China Vanke Surges on Share Plan for Hong Kong: Shenzhen Mover

China Vanke Co., the country’s biggest developer by market value, surged by the 10 percent daily limit in Shenzhen after announcing plans to shift trading of its foreign-currency shares to Hong Kong.

Vanke’s yuan-denominated A shares and its Hong Kong dollar B shares both jumped to the highest in more than three years, triggering a broader rally in China’s foreign-currency stocks on speculation other companies will follow the move.

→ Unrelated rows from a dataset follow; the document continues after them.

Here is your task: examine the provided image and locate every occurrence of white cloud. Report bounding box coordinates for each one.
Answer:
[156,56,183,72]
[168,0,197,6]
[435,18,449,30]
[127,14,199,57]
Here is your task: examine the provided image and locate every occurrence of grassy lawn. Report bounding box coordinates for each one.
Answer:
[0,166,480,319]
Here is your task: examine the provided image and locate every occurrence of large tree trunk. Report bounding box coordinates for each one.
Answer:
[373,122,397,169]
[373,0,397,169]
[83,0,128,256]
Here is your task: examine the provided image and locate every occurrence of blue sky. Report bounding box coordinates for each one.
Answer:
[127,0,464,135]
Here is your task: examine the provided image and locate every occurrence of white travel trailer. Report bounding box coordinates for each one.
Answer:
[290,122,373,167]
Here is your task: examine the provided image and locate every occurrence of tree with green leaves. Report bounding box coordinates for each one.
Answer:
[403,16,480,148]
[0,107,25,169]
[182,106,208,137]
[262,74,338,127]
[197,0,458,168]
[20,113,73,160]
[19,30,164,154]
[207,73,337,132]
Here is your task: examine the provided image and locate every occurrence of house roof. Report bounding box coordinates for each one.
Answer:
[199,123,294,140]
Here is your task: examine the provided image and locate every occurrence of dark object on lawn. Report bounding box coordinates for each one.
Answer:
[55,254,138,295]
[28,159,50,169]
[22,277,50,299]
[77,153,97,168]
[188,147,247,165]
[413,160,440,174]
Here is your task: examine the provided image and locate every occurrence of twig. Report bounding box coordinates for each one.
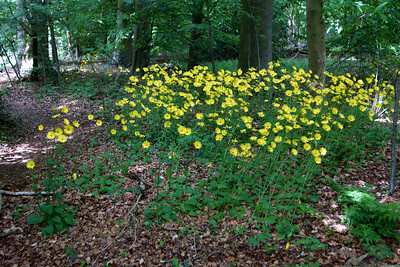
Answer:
[0,227,23,237]
[0,191,66,214]
[91,193,142,266]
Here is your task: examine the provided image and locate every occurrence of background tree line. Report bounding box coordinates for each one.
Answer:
[0,0,400,86]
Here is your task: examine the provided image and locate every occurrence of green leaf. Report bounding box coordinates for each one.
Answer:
[42,224,54,236]
[121,161,131,176]
[166,168,172,179]
[247,237,260,246]
[28,213,44,224]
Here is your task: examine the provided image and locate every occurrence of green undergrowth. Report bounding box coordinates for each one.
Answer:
[25,62,393,264]
[326,179,400,260]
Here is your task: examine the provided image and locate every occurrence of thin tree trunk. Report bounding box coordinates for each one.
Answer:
[389,75,400,194]
[0,42,22,83]
[306,0,326,83]
[1,57,12,82]
[49,20,62,91]
[117,0,133,67]
[238,0,273,72]
[187,0,204,70]
[131,0,152,76]
[207,0,216,73]
[238,0,254,72]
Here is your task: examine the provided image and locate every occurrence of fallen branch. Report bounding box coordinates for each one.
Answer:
[0,227,23,237]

The plan would widen Vanke’s access to global investors, giving the company entry to an exchange where the daily trading value is more than 100 times higher than in the B-share markets. The developer joins China International Marine Containers Group Co. in seeking to exit the B-share market, which has languished after the nation opened its local-currency stock markets to foreign investors.

“The move will help Vanke access more resources in the long run,” Jinsong Du, a Hong Kong-based property analyst at Credit Suisse Group AG, said in a phone interview today. “The developer will have two platforms to raise funds in the international market if the conversion is approved.” Du said he expected Vanke to debut in Hong Kong around April.

Vanke rose to 11.13 yuan at the close on the Shenzhen exchange, the highest since Dec. 17, 2009. Its B shares, denominated in Hong Kong dollars, also jumped by the 10 percent limit to HK$13.75, the highest in more than five years. Both classes of shares resumed trading after a halt since Dec. 26.

Vanke Property (Overseas) Ltd., its Hong Kong unit, surged 13 percent to HK$16.98, the highest in four months. Vanke, based in the southern city of Shenzhen, in May said that it will pay HK$1.08 billion ($139 million) for a 74 percent stake in what used to be Winsor Properties Holdings Ltd. to expand overseas.

B Shares

The Shenzhen B-share index jumped 4.7 percent, the most since November 2009, while the Shanghai B-share index climbed 3 percent, the highest since August 2011.

The developer plans to convert all of its Shenzhen-listed B shares to Hong Kong-listed H shares pending approval from shareholders and the regulators, the company said in a filing to the Shenzhen stock exchange on Jan. 18.

Vanke had 1.31 billion B shares, about 12 percent of the total capital, with a market value of HK$16.4 billion before the Dec. 26 suspension. It was the second-largest listed company among both Shanghai and Shenzhen B shares in terms of market capitalization.

B-share markets, where foreign institutions and Chinese individuals are allowed to trade, were set up in 1992 to give local companies a way to raise funds from global investors, banned from buying securities denominated in yuan. Interest in B shares has waned as the government allowed qualified overseas investors to access the larger, more liquid A-share market and eased limits on foreign exchange.

The conversion may reduce Vanke’s financing costs in the long term, and provide more flexibility for the developer to optimize its capital structure, analysts led by Wang Yi at Goldman Sachs Group Inc. wrote in a report today.

Raising Profile

The average daily trading in Shenzhen and Shanghai’s B-share markets was 463 million yuan ($74 million) in the last three months, compared with HK$62.1 billion ($8 billion) for Hong Kong, according to data compiled by Bloomberg.

“The Hong Kong market has better market influence and resources compared with China’s B share market, so the conversion will mean a lot to investors and the company,” said Tan Huajie, Vanke’s board secretary in an e-mailed statement on Jan 18. “The conversion will help raise Vanke’s profile in the international market and obtain a broader platform.”

A group of so-called third parties will provide a cash option for B-share holders who decide not to swap their stock for H-shares, according to the statement. China Resources (Holdings) Co., Government of Singapore Investment Corp. and Hillhouse Capital Management Ltd. are among buyers who have agreed to pay HK$13.13 a share to exiting investors.

The China Securities Regulatory Commission is considering looser criteria for mainland companies to sell shares in Hong Kong as part of its efforts to increase their access to capital, the Shanghai Securities News reported Dec. 28, citing an unidentified CSRC official.